1999 Para bater o prego e virar a ponta, naquele ano o Rei também recebeu o título de “Atleta do Século” do Comitê Olímpico Internacional (COI). Detalhe fundamental: Pelé nunca disputou uma Olimpíada — foi profissionalizado pelo Santos quando tinha 15 anos.

O comitê eleitoral foi composto pelos presidentes de 200 Comitês Olímpicos nacionais, dando um tom planetário à eleição. O brasileiro concorreu contra atletas monumentais que ganharam múltiplos ouros olímpicos. Os dirigentes do COI entenderam que sua genialidade transcendia a ausência em disputas olímpicas, e o mundo reconheceu o impacto global de Pelé não só para o futebol, mas para todos os esportes.

O Rei foi eleito numa lista das mais honrosas. Pela ordem: Pelé, Muhammad Ali, Carl Lewis, Michael Jordan e Mark Spitz — concorrentes extraordinários que ganharam 18 medalhas de ouro em várias Olimpíadas, de 1960 a 1996, disputando modalidades diversas como boxe, atletismo, basquete e natação.

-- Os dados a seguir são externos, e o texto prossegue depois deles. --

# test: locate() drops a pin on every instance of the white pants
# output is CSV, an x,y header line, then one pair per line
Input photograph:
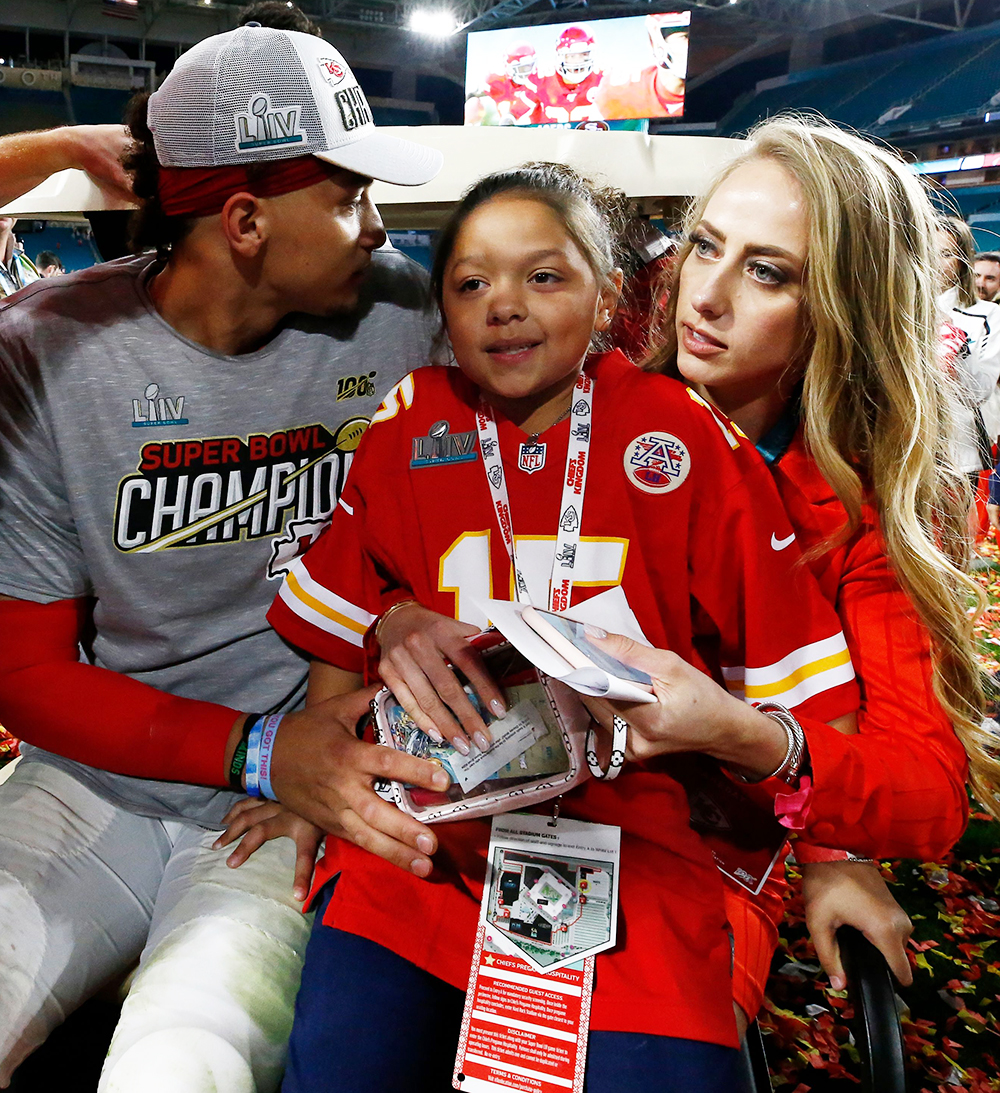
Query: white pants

Na mesma época, a agência de notícias inglesa Reuters realizou votação paralela e o resultado ratificou o destino da coroa.

Há quem insista em misturar épocas completamente distintas (a começar pela quantidade de jogos que organiza as estatísticas em favor de quem veio depois) para justificar essa infantilidade de que Zé Ruela, Mané das Couves, Orêia Seca, Ventania, Quindim de Iaiá, Chico Aluado e Quebra-Pedra foram melhores do que Pelé. Só que o desenho da realidade é implacável: ele não apenas jogou futebol, ele inventou o futebol moderno. Definiu o futebol como espetáculo, entretenimento, negócio e arte. Com sua presença sobrenatural em campo, conquistou o encantamento popular para os outros esportes. Já disseram por aí que Pelé é para o futebol o que Shakespeare é para o teatro e Bach é para a música.

Acompanho futebol há quase 60 anos. Vi aquele sujeito jogar bola inúmeras vezes pela televisão, nas telonas do cinema pelo inigualável Canal 100 e, glória das glórias, duas vezes em carne e osso. Estar ali encarnado era certamente uma concessão dos deuses para nós, pobres mortais apinhados na arquibancada. Coitados dos maradonas, messis, cristianos ronaldos e todos os demais joões que fizeram fama e fortuna correndo atrás de uma bola insuflados por patrocinadores, campanhas publicitárias, assessorias de imprensa e mídias sociais, e acreditam que foram melhores do que Pelé. Eles e quem mais vier vão morrer tentando copiar as jogadas sobrenaturais do arquiteto divino do futebol moderno. Feitas há décadas. Obrigado, Pelé. Olé!